The 27-year-old is recognized by professional peers and local chargers as one of the best ever at Teahupo'o. Just a week before the competition started Bourez again proved his pedigree in the biggest swell to hit the famous reef break this year. Yet oddly his competitive record at the break is poor. Since joining the CT in 2009, Bourez has never made it as far as the Quarterfinals. Not only have the results been frustrating for Bourez and the local fans, but the lack of success here has been a major stumbling block in his sustained quest for a World Title.

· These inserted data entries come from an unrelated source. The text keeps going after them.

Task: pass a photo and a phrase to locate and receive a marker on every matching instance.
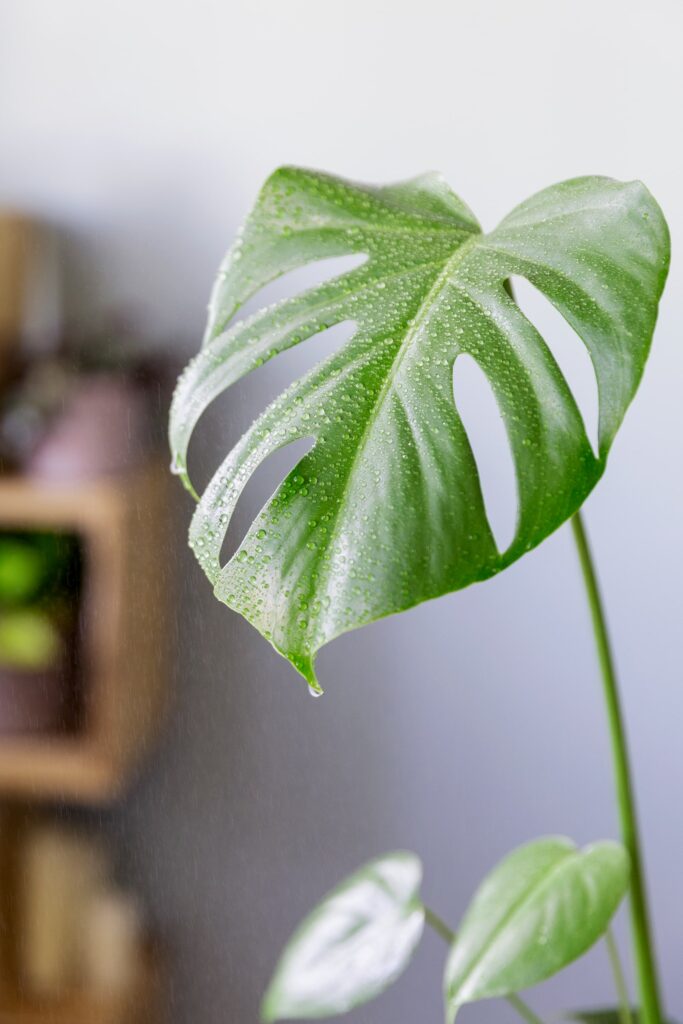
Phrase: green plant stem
(620, 980)
(449, 936)
(642, 940)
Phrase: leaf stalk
(640, 922)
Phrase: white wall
(143, 130)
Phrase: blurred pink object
(32, 701)
(103, 429)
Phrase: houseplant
(386, 511)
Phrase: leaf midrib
(423, 310)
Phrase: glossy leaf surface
(386, 509)
(353, 945)
(542, 907)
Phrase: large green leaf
(353, 945)
(543, 906)
(386, 509)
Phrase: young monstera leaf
(542, 907)
(386, 510)
(353, 945)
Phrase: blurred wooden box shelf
(119, 520)
(141, 1006)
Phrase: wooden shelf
(141, 1006)
(120, 520)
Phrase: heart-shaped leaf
(353, 945)
(543, 906)
(386, 509)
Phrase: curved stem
(642, 939)
(449, 936)
(625, 1015)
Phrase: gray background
(142, 130)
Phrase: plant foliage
(386, 509)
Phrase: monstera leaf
(386, 509)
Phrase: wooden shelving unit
(120, 520)
(141, 1006)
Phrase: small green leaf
(542, 907)
(353, 945)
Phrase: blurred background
(172, 800)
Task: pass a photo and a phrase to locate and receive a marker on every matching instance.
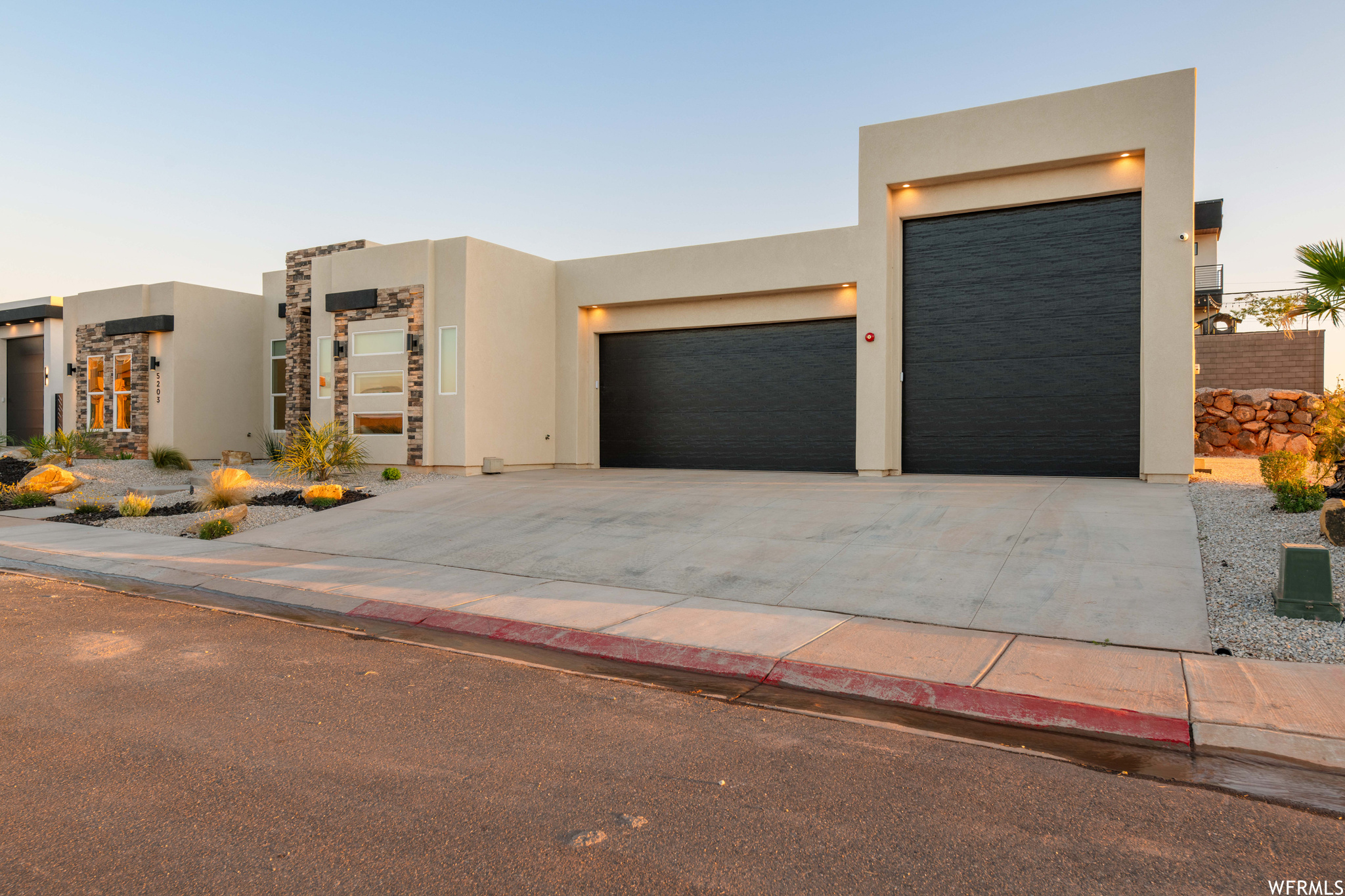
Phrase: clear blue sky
(146, 142)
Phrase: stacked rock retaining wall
(1231, 422)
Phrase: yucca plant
(272, 445)
(318, 453)
(65, 446)
(165, 457)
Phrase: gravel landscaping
(106, 480)
(1239, 548)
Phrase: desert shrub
(318, 453)
(64, 448)
(217, 530)
(272, 445)
(165, 457)
(135, 505)
(217, 498)
(1297, 496)
(1279, 467)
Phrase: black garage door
(768, 396)
(1021, 340)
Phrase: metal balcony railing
(1210, 278)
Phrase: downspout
(430, 347)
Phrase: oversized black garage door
(768, 396)
(1021, 340)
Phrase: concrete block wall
(1262, 360)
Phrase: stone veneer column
(92, 339)
(299, 340)
(399, 301)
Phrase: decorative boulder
(1312, 403)
(50, 479)
(1332, 521)
(229, 477)
(323, 490)
(1301, 445)
(236, 515)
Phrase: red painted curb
(977, 703)
(994, 706)
(607, 647)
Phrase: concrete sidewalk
(1183, 700)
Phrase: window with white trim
(277, 385)
(380, 341)
(376, 423)
(96, 394)
(324, 367)
(121, 390)
(447, 360)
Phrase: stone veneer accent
(299, 288)
(92, 339)
(399, 301)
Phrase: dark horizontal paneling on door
(768, 396)
(1021, 340)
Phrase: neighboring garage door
(1021, 340)
(768, 396)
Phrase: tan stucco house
(953, 330)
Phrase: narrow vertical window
(447, 360)
(121, 390)
(277, 385)
(96, 395)
(324, 367)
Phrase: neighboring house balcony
(1210, 286)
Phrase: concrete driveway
(1067, 558)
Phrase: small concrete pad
(34, 513)
(907, 651)
(1147, 681)
(1300, 698)
(334, 572)
(732, 626)
(439, 587)
(572, 605)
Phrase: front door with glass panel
(377, 387)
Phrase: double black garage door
(1020, 352)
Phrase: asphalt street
(151, 747)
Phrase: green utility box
(1305, 584)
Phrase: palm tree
(1324, 281)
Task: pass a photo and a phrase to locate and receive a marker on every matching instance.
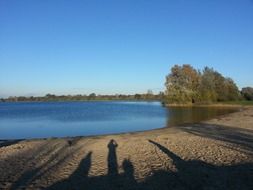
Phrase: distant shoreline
(219, 148)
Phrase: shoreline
(134, 132)
(192, 156)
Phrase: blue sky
(120, 46)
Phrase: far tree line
(186, 85)
(149, 96)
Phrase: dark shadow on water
(190, 174)
(112, 158)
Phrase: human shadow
(189, 174)
(112, 180)
(79, 178)
(112, 158)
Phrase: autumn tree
(187, 85)
(182, 85)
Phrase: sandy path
(217, 154)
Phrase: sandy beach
(214, 154)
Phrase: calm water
(59, 119)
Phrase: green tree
(182, 85)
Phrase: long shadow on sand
(192, 174)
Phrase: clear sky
(119, 46)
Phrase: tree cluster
(149, 96)
(186, 85)
(247, 93)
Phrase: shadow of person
(112, 158)
(79, 178)
(128, 175)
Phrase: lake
(60, 119)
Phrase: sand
(215, 154)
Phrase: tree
(187, 85)
(247, 93)
(182, 85)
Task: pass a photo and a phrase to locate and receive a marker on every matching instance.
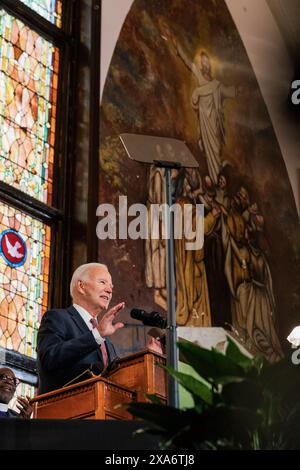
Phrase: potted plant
(239, 403)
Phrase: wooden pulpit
(133, 377)
(142, 372)
(95, 398)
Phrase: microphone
(149, 319)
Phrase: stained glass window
(28, 94)
(23, 287)
(23, 390)
(49, 9)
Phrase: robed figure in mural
(250, 282)
(207, 100)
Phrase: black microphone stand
(142, 148)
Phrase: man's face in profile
(98, 288)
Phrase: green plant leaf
(194, 386)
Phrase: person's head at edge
(7, 385)
(91, 287)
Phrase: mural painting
(180, 70)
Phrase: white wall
(114, 13)
(267, 54)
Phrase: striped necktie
(102, 345)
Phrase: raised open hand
(106, 326)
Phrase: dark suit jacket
(65, 348)
(12, 414)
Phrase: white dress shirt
(86, 317)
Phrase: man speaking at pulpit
(70, 340)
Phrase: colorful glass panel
(23, 390)
(23, 289)
(28, 94)
(51, 10)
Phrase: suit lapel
(76, 317)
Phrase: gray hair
(81, 273)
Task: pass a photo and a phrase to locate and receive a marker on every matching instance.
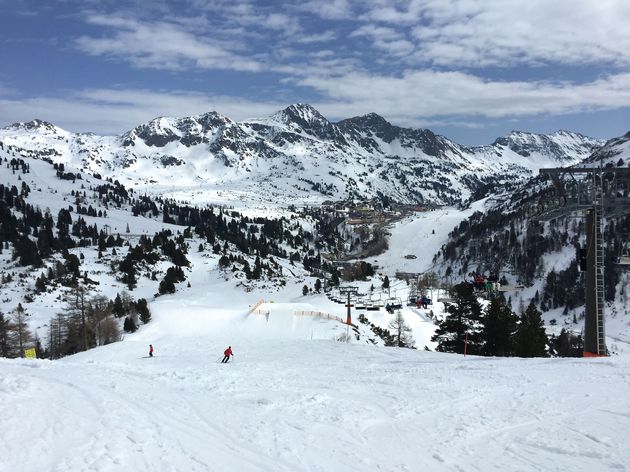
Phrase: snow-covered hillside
(297, 153)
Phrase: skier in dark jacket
(227, 353)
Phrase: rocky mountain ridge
(297, 153)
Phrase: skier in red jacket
(227, 353)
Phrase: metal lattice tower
(601, 192)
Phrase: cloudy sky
(469, 69)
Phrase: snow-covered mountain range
(297, 153)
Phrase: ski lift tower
(597, 193)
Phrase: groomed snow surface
(295, 399)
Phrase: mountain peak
(34, 125)
(300, 113)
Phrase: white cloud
(317, 37)
(329, 9)
(425, 94)
(426, 98)
(478, 33)
(113, 111)
(161, 45)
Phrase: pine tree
(386, 282)
(6, 328)
(118, 310)
(531, 339)
(318, 285)
(21, 333)
(143, 310)
(401, 332)
(129, 326)
(499, 326)
(461, 324)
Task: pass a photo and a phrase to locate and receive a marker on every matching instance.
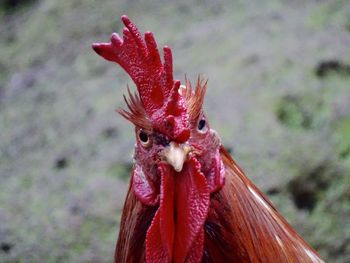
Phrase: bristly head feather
(158, 95)
(194, 98)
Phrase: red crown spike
(154, 81)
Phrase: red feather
(242, 226)
(206, 209)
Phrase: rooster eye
(202, 125)
(144, 138)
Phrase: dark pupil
(201, 124)
(143, 136)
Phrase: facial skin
(153, 148)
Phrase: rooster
(188, 201)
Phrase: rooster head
(177, 160)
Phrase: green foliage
(65, 157)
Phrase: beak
(176, 155)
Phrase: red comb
(154, 80)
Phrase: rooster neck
(243, 226)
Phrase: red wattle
(176, 233)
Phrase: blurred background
(279, 96)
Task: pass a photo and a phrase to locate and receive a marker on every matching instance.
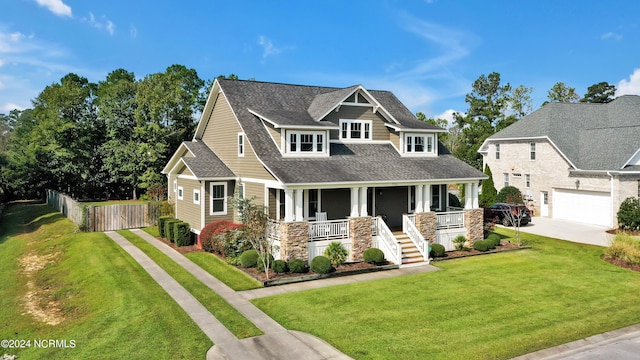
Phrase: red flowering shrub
(209, 236)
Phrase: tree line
(102, 140)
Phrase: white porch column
(354, 202)
(468, 196)
(288, 205)
(426, 198)
(419, 199)
(299, 215)
(476, 191)
(363, 201)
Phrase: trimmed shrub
(161, 221)
(260, 265)
(321, 265)
(437, 250)
(182, 234)
(280, 266)
(249, 258)
(459, 242)
(629, 214)
(298, 266)
(336, 253)
(211, 242)
(168, 228)
(481, 245)
(373, 256)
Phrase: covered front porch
(401, 220)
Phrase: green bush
(249, 258)
(481, 245)
(280, 266)
(321, 265)
(629, 214)
(510, 194)
(437, 250)
(182, 234)
(168, 228)
(336, 253)
(260, 265)
(373, 256)
(459, 242)
(298, 266)
(495, 239)
(161, 221)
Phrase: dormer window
(306, 142)
(419, 144)
(355, 130)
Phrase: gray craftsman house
(572, 161)
(329, 164)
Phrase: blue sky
(427, 52)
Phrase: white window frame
(314, 146)
(224, 198)
(364, 131)
(427, 140)
(532, 151)
(241, 144)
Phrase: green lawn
(110, 306)
(486, 307)
(225, 313)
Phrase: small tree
(254, 218)
(489, 193)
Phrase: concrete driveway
(568, 230)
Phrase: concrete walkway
(277, 343)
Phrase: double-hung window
(218, 202)
(355, 129)
(532, 151)
(306, 142)
(419, 144)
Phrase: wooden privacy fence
(104, 218)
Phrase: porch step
(410, 253)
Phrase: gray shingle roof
(591, 136)
(205, 164)
(347, 163)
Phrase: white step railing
(328, 230)
(409, 228)
(388, 243)
(450, 220)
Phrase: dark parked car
(505, 214)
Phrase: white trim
(224, 198)
(241, 144)
(364, 124)
(196, 194)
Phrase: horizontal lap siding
(221, 135)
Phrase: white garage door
(583, 206)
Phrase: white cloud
(56, 6)
(611, 35)
(268, 48)
(631, 86)
(102, 23)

With Round 3 around the corner, Bourez will be contemplating the best way to reconcile his poor competitive return with the affinity he has for Teahupo'o.
Finding that balance is obviously difficult. Even over the next 48 hours for example he will be grateful for the much needed time at home with his parents, friends, wife and children. For a surfer who travels nine months out of the year, any time at home is precious. When that home is a Polynesian paradise, perhaps even doubly so. On the flip side, focusing on the next heat for the current World No. 8 is paramount.
There are also extra pressures that come with being the sole Tahitian surfer on the Championship Tour. Over the years Bourez has played a key role in taking care of many of his Tour colleagues when they come to compete in Tahiti. The generosity of Bourez is legendary, but the time and effort required, from airport pick ups to lineup advice, could have consequences when it comes to contest preparation.
Another factor in his poor competitive return might be something simpler, yet far more intangible. "I really feel he needs some luck," says Joel Parkinson. "Sometimes he can be so unlucky. Often he can be the best surfer in a freesurf and the best surfer in the early rounds and then something happens beyond his control."
From the outside it seems like a complex set of problems that Bourez needs to solve as he waits for his next heat. Yet Bourez seems certain to stick to his Tahitian roots and stay true to himself.
"I don't really think about the result, I'm just trying to have fun, keep surfing and get barreled," he said after his Round 1 win, before flashing his all too familiar grin. After a ten-year wait, a few lays days at home in paradise is still a blessing. With that attitude and a bit of luck, 2018 could be the year that Bourez and Tahiti finally get the result his talent deserves.